Tan chicas nos quedan las palabras que se revientan por los bordes. Tal vez por eso llamamos depresión al abismo más profundo y pobreza a la miseria infinita. Las dos palabras, raídas y opacas, caen sobre quien las sufre como si fueran una camisa fácil de quitarse, como si salir del abismo y la miseria dependiera de las ganas de los pobres deprimidos.
Dicen que en 2007 se presentó en el Congreso Nacional un Programa de Prevención del Suicidio que no se llegó a implementar en las provincias por falta del marco jurídico adecuado. También dicen que cada año en el mundo se suicidan 900.000 personas de entre 15 y 44 años y que la tasa anual de suicidios en la Argentina sería de 8,5 muertes cada 100.000 habitantes. Sabemos todo esto pero nadie sabe decir por qué, cómo, dónde y cuándo se matan los que se matan.
Fuera de las estadísticas y muy lejos de todos los programas y las buenas intenciones de los organismos nacionales e internacionales queda el pueblo donde se suicidó Gumersinda. En Argentina hay muchas mujeres que como ella mueren hijos en vez de parirlos. Los engendran con la certeza de que después del amor no vendrá el amor sino el hambre y la angustia.

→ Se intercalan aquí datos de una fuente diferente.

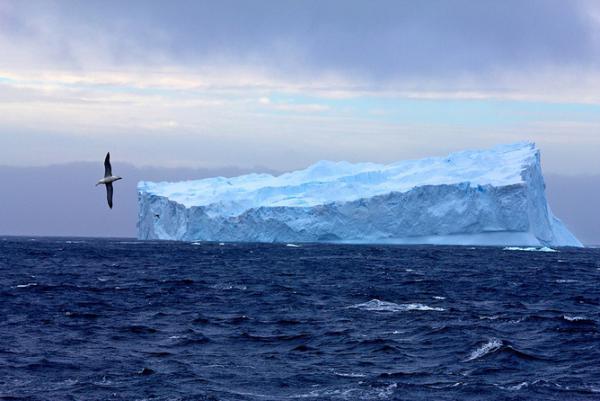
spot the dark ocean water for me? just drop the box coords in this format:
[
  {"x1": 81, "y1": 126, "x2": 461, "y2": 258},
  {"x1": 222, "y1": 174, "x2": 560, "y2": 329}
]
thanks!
[{"x1": 1, "y1": 237, "x2": 599, "y2": 401}]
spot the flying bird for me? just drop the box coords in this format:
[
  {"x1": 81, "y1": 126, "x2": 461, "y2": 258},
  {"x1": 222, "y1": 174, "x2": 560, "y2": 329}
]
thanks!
[{"x1": 96, "y1": 152, "x2": 122, "y2": 208}]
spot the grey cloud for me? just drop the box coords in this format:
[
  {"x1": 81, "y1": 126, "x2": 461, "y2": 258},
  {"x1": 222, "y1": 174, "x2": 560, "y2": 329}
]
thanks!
[{"x1": 1, "y1": 0, "x2": 598, "y2": 82}]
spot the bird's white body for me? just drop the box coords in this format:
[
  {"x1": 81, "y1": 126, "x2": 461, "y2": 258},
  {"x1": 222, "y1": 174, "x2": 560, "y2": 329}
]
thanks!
[{"x1": 96, "y1": 176, "x2": 122, "y2": 185}]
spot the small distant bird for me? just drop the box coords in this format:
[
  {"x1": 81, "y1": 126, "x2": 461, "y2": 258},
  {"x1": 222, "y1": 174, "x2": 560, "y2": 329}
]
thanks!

El esposo de Gumersinda, un muchacho de 27 años, la encontró muerta junto a sus hijos el domingo a la noche cuando volvió de trabajar. Se subió a la bicicleta y pedaleó 40 kilómetros a través del monte hasta el puesto de guardia de una empresa petrolera para poder contarle a alguien lo que le había pasado. Sólo Dios y él conocen la medida de esa soledad.